11-01-2012 10:43 PM - edited 03-01-2019 10:42 AM
Hello everyone,
I ran into an interesting issue this evening. While upgrading our B200 blade from 2.0(1t) to 2.0(3c) our servers did not boot into the Cisco firmware utility. The system showdown the OS, rebooted and began the OS load, then during mid-load powered off the OS and began loading the firmware utility. While no damage was done this time around I have 6 additional server blades that need this firmware. Is there a workaround for this? I suspect it may be due to the boot policy set to local disk. A quick search didn't return any results. Has anyone else seen this issue?
Thank is advance.
11-02-2012 01:05 AM
Hi Kendall,
There are a few things I am not sure about and would like to get details on:
1) You saw this behaviour during the BIOS upgrade or any other firmware / end point upgrade?
2) I am not very clear about what you mean by the firmware utility?
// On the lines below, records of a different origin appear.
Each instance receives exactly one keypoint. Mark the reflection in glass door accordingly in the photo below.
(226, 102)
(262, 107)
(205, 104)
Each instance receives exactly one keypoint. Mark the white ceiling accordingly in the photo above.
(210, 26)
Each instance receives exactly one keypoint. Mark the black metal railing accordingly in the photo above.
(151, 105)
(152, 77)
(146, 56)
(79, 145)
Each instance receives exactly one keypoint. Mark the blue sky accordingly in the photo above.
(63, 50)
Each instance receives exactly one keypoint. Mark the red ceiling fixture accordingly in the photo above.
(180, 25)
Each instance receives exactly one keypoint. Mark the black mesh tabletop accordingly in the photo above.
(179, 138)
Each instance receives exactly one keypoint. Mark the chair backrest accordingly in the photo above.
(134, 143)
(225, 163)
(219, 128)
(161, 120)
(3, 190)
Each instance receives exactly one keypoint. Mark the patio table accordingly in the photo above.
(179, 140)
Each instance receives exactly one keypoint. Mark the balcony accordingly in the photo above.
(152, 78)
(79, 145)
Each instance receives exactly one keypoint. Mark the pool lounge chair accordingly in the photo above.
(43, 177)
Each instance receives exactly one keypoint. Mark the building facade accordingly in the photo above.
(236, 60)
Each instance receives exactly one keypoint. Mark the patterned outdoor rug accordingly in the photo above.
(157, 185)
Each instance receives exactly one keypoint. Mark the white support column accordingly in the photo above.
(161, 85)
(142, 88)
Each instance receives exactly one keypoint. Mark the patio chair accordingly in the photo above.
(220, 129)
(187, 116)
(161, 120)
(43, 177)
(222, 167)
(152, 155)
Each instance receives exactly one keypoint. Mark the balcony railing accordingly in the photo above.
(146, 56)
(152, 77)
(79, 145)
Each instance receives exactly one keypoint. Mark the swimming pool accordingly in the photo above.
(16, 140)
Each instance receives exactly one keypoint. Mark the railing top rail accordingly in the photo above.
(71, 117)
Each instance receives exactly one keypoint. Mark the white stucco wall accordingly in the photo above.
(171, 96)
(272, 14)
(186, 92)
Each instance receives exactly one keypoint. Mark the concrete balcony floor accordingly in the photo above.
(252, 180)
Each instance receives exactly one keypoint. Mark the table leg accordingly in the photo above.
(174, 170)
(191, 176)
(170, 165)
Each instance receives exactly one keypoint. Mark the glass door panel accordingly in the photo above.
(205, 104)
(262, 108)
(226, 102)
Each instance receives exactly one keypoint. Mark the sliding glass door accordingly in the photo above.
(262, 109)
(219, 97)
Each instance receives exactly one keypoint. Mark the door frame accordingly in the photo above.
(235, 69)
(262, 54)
The upgrades for the firmware in B series happen in the background and as such we do not load any utility (but i'll like to hear more from you).
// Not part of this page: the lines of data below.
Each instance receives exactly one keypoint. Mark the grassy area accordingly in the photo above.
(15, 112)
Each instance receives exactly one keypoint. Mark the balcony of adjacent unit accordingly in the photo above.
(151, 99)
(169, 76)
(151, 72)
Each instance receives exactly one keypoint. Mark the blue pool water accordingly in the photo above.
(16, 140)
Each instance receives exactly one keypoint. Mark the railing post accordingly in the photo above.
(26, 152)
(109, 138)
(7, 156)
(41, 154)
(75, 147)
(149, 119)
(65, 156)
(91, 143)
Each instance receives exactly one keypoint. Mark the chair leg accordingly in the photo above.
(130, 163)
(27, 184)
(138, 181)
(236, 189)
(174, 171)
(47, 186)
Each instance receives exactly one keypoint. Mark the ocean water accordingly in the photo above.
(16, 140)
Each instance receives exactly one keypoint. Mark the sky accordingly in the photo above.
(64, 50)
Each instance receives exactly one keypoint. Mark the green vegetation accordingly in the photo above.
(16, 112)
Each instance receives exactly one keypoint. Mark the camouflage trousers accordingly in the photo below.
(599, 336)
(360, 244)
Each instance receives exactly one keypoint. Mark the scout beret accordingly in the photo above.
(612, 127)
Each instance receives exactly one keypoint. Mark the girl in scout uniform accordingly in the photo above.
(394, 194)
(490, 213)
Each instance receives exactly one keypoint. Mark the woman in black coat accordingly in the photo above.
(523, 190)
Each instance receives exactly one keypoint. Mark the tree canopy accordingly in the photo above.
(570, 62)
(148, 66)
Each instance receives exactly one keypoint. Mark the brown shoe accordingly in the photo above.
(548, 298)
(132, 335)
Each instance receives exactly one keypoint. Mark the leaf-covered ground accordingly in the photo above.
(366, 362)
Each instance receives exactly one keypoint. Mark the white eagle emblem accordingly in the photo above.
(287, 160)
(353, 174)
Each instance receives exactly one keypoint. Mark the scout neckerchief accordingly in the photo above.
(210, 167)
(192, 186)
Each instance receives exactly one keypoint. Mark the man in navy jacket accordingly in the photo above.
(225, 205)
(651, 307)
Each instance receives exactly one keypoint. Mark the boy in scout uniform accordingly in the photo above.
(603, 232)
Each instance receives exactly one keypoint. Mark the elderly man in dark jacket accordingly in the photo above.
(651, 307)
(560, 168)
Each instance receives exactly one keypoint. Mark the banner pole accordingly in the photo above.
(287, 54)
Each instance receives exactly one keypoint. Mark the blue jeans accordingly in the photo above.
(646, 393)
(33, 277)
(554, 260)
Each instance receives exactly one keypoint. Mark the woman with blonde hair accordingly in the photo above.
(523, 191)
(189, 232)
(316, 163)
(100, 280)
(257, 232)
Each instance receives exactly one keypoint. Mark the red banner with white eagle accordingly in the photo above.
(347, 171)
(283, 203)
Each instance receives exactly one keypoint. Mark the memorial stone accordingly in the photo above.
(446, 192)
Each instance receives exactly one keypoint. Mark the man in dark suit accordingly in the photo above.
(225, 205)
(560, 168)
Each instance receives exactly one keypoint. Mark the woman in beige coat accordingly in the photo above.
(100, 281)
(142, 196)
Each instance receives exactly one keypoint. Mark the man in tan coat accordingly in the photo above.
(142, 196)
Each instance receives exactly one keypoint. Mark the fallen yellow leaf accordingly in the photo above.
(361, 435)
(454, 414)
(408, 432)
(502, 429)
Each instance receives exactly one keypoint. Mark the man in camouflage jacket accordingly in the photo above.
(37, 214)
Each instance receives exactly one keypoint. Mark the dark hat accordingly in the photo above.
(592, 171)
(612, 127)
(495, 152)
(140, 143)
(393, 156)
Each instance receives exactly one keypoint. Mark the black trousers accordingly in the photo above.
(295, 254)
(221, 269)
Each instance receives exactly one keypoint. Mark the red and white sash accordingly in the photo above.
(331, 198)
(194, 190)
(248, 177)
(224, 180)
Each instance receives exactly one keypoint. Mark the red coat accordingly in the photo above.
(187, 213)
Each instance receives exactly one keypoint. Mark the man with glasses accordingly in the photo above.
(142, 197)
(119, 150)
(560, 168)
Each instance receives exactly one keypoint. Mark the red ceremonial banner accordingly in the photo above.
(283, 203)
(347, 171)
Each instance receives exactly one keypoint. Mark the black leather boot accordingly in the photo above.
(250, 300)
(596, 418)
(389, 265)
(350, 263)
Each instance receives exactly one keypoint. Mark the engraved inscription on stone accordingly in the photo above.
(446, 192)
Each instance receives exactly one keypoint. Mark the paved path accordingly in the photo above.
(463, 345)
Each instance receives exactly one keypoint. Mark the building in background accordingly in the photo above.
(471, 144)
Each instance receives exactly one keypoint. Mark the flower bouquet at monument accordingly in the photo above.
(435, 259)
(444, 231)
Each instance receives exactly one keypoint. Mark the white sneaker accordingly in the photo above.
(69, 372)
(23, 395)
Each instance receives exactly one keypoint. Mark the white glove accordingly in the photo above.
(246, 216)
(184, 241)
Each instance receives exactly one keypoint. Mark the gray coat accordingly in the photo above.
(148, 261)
Note: The BIOS update on the blades do need it to go through a reboot, however you can defer this using a maintenance polocy.
./Abhinav
11-02-2012 07:06 AM
This occured after applying the new firmware policy to the server/host. Our Maintenance policy is set to User ACK so after acknowledging the activity the server began the firmware upgrade. I saw the same behavior on an ESX host and a windows host so I don't believe it is an host OS issue. Additionally, The frimware policy was applied to the ESX host first while it was in maintenance mode. The Windows server was shutdown when the policy was applied.
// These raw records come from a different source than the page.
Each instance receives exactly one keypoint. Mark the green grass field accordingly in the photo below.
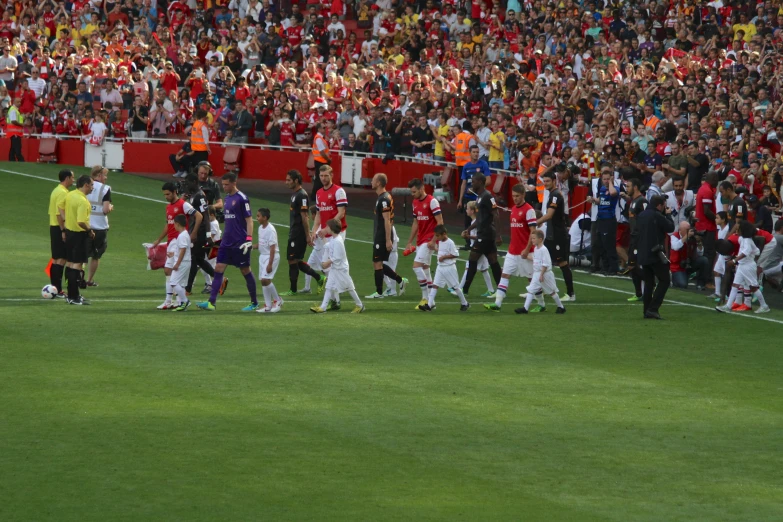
(117, 411)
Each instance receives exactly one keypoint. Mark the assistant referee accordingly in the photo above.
(57, 229)
(77, 232)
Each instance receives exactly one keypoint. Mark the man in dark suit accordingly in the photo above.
(653, 224)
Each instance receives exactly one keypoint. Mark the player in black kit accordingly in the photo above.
(637, 205)
(299, 234)
(382, 237)
(487, 237)
(200, 223)
(556, 239)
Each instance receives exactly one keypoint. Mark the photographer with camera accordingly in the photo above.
(653, 225)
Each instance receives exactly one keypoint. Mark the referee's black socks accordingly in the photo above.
(472, 267)
(72, 275)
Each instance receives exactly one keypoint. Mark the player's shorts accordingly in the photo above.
(171, 260)
(446, 276)
(548, 286)
(76, 246)
(720, 265)
(297, 246)
(180, 275)
(423, 254)
(263, 263)
(516, 265)
(339, 281)
(763, 260)
(58, 245)
(484, 246)
(96, 246)
(745, 276)
(379, 252)
(559, 248)
(623, 235)
(233, 256)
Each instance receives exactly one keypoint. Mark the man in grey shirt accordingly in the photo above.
(8, 68)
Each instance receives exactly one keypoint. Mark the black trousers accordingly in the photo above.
(654, 294)
(606, 241)
(708, 240)
(198, 256)
(15, 152)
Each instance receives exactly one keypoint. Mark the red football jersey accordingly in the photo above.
(425, 210)
(522, 218)
(328, 200)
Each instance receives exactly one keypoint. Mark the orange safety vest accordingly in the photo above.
(197, 142)
(462, 150)
(320, 155)
(540, 184)
(11, 129)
In the case of the ESX host, the server shutdown and began rebooting into ESX. While loading the vmware kernal the system performed a hard shutdown, rebooted, and then began the firmware upgrade. After the firmware upgrade finished the server rebooted again and came up into the ESX environment. After witnessing the odd boot pattern on the ESX host, my hope was that the Windows server would go through the firmware upgrade without booting into the Windows OS and being interrupted. Just to clarify, when I say the OS was interrupted I mean the server was almost completely up. The Windows logon screen displayed very briefly and then the UCS appeared to have "cut the power" to the blade and bagan the frimware update.
11-04-2012 04:43 PM
What I had seen and this would need to be confirmed in your lab is that the host firmware policy is pushing mutliple firmware/bios changes that each require a reboot. The change needs to update then actived. The BIOS update will take some time to update while the adapter may be quicker. Once the adapter has completed the update, the blade is rebooted. When the BIOS is ready to be updated, the blade reboots again.
If true, there may be an enhancement opportunity here.